Google PRIDES itself on progressivism and diversity. From transgender visibility to veganism. Google showered Ukrainian and Israeli employees with support and gave them a platform, but Palestinian supporters were left out. Say Ukrainians are dying and google will support you and even donate for you. Protest Google’s military contract that kills Palestinian civilians and violates the company ethics policies and you get fired?
This will blemish google’s reputation for a long time to come. IBM is still in the history books as helping the Nazis.
I decided to try out Kagi, I appreciate duckduckgo for privacy but jeez does it suck at being a search engine. Kagi is trying to be a 1:1 google search but without ads and tracking, you may ask how they operate? They charge 10 bucks a month which is a downside I'm willing to take.
Does the US still have a Fortune 500-wide hiring blacklist for those who publicly criticise Israeli military operations? If so, they may have a hard time finding other employment.
I am curious about how hard is the Boycot Divest Sanction movement is going to go down on google knowing that Google is the Internet. they seem to focus on Starbucks and McDonald.
McDonald’s and Starbucks are grassroots boycotts. On the BDS webpage they state that HP, Siemens, AXA and Puma are primary targets, as well as fruits & vegetables.
Regarding these boycott lists that exist in the internet they write
The global nature of today’s economy means that there are thousands of companies that have links to Israel and are complicit to various degrees in Israel’s violations of international law. However, for our movement to have real impact we need our consumer boycotts to be easy to explain, have wide appeal and the potential for success. That’s why globally, while we call for divestment from all companies implicated in Israel's human rights violations, we focus our boycott campaigns on a select few strategic targets. We also encourage the principle of context sensitivity, whereby activists in any given context decide what best to target and how, in line with BDS guidelines. There is a lot of information online claiming that some large companies give money to Israel, some of which turns out to be false. BDS has built a reputation for strictly adhering to established facts and producing the most accurate information.
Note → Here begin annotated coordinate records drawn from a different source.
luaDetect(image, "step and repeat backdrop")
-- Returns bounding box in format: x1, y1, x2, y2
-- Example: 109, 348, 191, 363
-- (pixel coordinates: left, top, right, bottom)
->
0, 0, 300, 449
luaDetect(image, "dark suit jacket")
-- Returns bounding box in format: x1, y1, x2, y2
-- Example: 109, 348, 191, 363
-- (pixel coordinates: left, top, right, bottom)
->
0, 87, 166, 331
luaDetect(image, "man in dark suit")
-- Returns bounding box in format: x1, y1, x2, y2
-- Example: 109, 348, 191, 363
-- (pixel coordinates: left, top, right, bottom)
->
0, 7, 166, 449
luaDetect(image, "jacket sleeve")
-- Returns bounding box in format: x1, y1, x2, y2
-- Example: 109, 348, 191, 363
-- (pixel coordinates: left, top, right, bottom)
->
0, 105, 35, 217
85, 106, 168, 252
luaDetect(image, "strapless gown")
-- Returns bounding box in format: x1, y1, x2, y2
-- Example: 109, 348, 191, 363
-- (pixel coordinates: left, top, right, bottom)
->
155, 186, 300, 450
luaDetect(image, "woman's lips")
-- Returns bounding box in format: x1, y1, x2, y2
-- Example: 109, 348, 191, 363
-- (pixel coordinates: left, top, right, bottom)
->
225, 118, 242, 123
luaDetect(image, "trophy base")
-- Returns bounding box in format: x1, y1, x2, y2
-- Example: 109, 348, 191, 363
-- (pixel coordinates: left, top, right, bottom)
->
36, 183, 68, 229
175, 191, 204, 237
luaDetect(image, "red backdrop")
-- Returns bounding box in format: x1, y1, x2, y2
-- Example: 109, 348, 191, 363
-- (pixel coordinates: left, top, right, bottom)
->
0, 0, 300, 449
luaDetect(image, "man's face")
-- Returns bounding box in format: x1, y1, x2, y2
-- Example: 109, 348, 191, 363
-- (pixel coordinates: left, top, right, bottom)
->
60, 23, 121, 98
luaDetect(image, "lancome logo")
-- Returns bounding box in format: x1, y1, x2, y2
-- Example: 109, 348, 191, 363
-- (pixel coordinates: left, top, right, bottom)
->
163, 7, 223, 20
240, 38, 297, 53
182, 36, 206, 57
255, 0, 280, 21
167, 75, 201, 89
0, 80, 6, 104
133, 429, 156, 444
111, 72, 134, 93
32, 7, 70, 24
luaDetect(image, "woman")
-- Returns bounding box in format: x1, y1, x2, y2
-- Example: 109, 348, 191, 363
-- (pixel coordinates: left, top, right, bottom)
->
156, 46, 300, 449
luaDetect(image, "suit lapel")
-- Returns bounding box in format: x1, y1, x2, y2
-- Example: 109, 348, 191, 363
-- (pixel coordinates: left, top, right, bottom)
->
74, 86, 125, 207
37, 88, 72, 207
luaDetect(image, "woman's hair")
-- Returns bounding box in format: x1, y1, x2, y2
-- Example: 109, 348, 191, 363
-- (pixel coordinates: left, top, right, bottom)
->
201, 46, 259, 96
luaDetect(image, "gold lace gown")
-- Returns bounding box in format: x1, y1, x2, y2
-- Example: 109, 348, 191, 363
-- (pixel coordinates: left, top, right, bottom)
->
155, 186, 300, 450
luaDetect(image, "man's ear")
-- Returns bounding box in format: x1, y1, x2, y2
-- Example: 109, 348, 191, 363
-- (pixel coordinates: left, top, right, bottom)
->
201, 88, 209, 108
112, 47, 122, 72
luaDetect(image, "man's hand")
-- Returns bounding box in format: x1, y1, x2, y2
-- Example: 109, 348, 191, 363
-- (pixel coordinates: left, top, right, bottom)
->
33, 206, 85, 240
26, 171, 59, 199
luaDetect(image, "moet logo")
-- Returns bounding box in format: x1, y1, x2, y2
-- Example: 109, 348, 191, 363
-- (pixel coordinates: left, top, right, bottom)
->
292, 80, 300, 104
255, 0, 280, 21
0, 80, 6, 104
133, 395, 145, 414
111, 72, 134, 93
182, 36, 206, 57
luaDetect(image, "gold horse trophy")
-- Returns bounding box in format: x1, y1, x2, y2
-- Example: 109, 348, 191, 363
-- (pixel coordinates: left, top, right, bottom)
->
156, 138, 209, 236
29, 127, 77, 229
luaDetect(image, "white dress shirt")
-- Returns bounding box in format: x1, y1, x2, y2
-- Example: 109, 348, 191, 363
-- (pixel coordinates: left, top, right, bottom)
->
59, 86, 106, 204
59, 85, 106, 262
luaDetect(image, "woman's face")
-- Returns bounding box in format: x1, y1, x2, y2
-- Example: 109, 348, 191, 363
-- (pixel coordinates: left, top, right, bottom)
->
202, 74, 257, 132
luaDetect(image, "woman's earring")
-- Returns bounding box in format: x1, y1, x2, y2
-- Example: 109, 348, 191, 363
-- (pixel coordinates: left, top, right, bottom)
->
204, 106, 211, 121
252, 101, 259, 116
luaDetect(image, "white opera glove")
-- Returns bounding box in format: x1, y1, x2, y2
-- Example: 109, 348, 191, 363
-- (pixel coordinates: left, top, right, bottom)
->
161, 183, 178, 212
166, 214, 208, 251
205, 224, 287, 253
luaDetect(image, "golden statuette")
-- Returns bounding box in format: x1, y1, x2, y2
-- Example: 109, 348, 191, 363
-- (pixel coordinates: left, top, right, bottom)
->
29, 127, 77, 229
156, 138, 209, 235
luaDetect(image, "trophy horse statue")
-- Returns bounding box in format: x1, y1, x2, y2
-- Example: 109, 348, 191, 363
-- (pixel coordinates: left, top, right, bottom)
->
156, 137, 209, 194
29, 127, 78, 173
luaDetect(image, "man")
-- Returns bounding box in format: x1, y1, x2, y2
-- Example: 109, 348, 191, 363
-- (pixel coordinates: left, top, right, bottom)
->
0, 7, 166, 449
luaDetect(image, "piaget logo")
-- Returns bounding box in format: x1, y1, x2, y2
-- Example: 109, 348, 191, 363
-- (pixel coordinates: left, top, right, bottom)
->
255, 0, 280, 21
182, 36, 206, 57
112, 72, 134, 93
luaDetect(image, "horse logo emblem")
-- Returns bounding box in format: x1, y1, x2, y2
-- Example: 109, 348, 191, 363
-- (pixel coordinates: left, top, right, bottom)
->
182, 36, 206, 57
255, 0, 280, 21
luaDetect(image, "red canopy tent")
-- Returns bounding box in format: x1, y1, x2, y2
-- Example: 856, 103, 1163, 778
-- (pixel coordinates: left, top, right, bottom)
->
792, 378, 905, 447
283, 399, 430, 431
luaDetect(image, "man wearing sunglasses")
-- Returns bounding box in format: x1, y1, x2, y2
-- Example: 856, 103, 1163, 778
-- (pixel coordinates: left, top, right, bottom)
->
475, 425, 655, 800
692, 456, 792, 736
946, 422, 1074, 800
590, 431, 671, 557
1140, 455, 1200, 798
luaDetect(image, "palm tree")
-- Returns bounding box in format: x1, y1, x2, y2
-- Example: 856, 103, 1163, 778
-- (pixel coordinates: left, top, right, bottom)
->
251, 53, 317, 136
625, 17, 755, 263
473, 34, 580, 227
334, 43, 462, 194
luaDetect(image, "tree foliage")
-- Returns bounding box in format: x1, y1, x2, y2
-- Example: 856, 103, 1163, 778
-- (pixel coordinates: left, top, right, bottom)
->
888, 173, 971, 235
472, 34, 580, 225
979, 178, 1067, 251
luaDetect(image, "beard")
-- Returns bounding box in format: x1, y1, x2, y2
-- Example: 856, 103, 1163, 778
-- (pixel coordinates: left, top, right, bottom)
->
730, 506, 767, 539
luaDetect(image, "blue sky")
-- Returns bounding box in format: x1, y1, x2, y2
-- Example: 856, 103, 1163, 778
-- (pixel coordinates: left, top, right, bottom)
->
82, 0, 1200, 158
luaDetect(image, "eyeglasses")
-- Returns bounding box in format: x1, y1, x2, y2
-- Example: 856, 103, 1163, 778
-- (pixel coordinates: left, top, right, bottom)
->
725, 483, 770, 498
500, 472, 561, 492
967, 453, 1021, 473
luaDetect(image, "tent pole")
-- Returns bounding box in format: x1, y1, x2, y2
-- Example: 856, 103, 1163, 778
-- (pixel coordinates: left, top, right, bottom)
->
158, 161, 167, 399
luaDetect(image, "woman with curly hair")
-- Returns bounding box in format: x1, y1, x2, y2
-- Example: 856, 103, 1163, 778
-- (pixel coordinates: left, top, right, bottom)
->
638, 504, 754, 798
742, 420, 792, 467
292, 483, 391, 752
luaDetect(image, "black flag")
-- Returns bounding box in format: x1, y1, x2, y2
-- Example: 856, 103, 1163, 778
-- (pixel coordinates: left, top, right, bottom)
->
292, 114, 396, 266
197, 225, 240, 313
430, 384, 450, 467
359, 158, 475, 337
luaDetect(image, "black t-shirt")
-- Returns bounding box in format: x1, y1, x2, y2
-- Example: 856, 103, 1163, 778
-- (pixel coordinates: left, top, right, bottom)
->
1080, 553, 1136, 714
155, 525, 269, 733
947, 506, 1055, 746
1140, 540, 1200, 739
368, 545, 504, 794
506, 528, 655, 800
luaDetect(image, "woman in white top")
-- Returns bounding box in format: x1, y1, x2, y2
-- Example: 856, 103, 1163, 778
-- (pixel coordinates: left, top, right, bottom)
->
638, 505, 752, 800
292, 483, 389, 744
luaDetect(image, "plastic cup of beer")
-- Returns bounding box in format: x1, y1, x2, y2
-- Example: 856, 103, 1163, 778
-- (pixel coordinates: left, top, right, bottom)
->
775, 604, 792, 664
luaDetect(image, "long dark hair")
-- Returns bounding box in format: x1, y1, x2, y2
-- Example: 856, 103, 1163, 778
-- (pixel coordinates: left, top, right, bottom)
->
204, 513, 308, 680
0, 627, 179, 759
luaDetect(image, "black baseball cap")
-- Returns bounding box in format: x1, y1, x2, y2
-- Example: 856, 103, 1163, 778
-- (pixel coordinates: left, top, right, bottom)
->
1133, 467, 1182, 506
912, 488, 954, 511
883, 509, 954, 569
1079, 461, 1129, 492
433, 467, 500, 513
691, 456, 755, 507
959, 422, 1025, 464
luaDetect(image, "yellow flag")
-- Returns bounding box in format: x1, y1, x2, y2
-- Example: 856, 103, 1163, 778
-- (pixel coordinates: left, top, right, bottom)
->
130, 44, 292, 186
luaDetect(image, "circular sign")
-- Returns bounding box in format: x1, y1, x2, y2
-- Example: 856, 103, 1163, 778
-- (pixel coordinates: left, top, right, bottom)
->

Google would obviously seem like a relevant target given this explanation and their current targets. At the same time, I can also only imagine that it would be more about pressurizing companies to move away from GCP and pressurizing Google to stop the collaboration with the occupation.
Some of them occupied the office of Google Cloud CEO Thomas Kurian until they were forcibly removed by law enforcement.
Last month, Google fired another employee for protesting the contract during a company presentation in Israel.
In a memo sent to all employees on Wednesday, Chris Rackow, Google’s head of global security, said that “behavior like this has no place in our workplace and we will not tolerate it.” You can read the full memo at the bottom of this story.
He also warned that the company would take more action if needed: “The overwhelming majority of our employees do the right thing.
In a response statement, the “No Tech for Apartheid” group behind the protests called Google’s firings a “flagrant act of retaliation.”
“In the three years that we have been organizing against Project Nimbus, we have yet to hear from a single executive about our concerns,” the group wrote in a post on Medium.